Круто взмыла планида Алексашки, вскорости получил офицерский чин и шляхетство. Галстук выдали нарядный, из белого полотна. И всё равно — не смог привыкнуть.
Тесен узел, душит…
Царь, будучи во гневе, стягивал горло сильно, с намёком. Есть, мол, другой галстук, пеньковый.
Гагарину, вон, достался…
До сей поры болтается на площади губернатор Сибири — иссохший, промёрзший. Караульщики отгоняют ворон. Убрать бы висельника, сжечь, пепел развеять… Не велено — урок казнокрадам.
Пылают факелы, кровавая бушует крутоверть. Возникает исклёванная рожа Гагарина без ушей, без носа, две дыры зияют.
Прочь, мерзкое виденье!
О себе надо думать… Васька Долгорукий [4], пакостник, обхаживает царя, разложил счета. Миллионы там, на бумаге… Смеет равнять его — первого вельможу у трона — с грабителем сибирским. Недруги, боярское отродье, злобой исходят — в петлю Меншикова, в петлю пирожника… Выкусьте! Разберётся государь мудрый, ведает он, чья судьба дороже.
Сказал однажды тому же Долгорукому: только Бог рассудит меня с Данилычем.
Только Бог…
Драгоценные слова. Они помогают Александру Даниловичу переносить невзгоды. Был президентом военной коллегии, членом Сената — Пётр, распалившись, уволил. Но в губернаторском кресле Данилыч усидел, полки не отняты — Ингерманландский, гвардии Преображенский. Солдаты, офицеры горой за своего начальника. Князь, губернатор, фельдмаршал — не отнято это, не отнято.
Схлынули факелы, кони взбираются на берег. Загудела под копытами дощатая мостовая, сплошняк вельможных фасадов вытянулся и пропал. Монарший дворец в ряду последний, у Царицына луга — позднее назовут его Марсовым полем. Дверца открылась. Светлейший вылез, крякнул:
— Морозец-то!
И лакей, иззябший на запятках, не увидит его оробевшим, растерянным.
Зимний хоть и расширен, но уступает хоромам Меншикова. Приземист, всего два этажа, крупная лепная корона, венчающая здание, не возвысила — пуще придавила. В спальне царицы темно, мерцает лишь «конторка» царя, где он привык трудиться и спать, да камора соседняя.
У подъезда три экипажа, чьи — не различить, понеже фонари на столбах, питаемые конопляным маслом скупо, едва теплятся.
Лестница крута слишком, узел галстука снова железный, пальцы бессильны. Потом светлейший будет уверять — сразу впилось предчувствие.
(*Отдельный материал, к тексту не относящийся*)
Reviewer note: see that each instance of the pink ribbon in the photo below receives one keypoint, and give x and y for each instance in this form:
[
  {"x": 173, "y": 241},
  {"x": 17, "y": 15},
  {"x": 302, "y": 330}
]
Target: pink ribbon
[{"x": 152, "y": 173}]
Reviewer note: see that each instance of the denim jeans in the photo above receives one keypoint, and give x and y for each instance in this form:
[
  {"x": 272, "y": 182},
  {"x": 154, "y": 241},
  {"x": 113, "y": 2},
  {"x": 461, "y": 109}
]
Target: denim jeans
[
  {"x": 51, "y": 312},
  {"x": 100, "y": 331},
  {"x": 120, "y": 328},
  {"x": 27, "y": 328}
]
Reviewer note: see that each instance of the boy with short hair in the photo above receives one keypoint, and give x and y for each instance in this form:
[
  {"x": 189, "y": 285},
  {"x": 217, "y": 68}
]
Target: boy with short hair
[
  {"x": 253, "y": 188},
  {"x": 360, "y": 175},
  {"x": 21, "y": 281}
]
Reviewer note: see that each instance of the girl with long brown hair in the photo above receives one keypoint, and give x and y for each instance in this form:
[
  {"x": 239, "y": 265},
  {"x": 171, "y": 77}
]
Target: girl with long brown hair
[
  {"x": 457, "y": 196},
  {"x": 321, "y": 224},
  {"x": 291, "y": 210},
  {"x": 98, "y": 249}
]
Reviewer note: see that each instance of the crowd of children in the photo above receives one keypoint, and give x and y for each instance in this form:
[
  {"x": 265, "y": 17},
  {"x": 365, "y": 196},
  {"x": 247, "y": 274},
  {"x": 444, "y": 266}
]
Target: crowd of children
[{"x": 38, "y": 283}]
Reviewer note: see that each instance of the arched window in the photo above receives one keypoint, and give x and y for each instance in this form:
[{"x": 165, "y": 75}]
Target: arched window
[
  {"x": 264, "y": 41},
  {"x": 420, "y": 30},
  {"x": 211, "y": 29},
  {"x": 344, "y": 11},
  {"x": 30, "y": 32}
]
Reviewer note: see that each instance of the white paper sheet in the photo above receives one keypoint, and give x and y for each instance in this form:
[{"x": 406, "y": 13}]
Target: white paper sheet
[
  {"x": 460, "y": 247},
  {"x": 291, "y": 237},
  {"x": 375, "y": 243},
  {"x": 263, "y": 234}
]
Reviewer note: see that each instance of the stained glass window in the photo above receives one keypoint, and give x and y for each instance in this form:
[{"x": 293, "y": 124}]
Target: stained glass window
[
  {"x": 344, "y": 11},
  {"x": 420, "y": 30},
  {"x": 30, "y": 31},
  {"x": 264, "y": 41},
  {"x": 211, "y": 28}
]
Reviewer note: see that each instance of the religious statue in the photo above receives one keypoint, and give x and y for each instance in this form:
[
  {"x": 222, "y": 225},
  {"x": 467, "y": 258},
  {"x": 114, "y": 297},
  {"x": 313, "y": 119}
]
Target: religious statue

Пронзило пулей… Раньше, чем лекарственный дух коснулся ноздрей. Раньше, чем Екатерина — простоволосая, в пантофлях, отчего стала ниже ростом, — подалась к нему.
— Александр… Плохо…
Бледна смертельно, брови черноты страшной… Согнутая спина Блументроста [5] в углу — эскулап не обернулся, размешивает что-то, кивая седой головой.
Ночью случилось… Никогда так не мучился — криком кричал, рвал простыню. Теперь, проглотив чрезвычайную дозу успокоительного, дремлет. Надолго ли? Лекарь утешает — кризис, последняя вспышка болезни. Расстроен немец, обвислые щёки студенисто дрожат.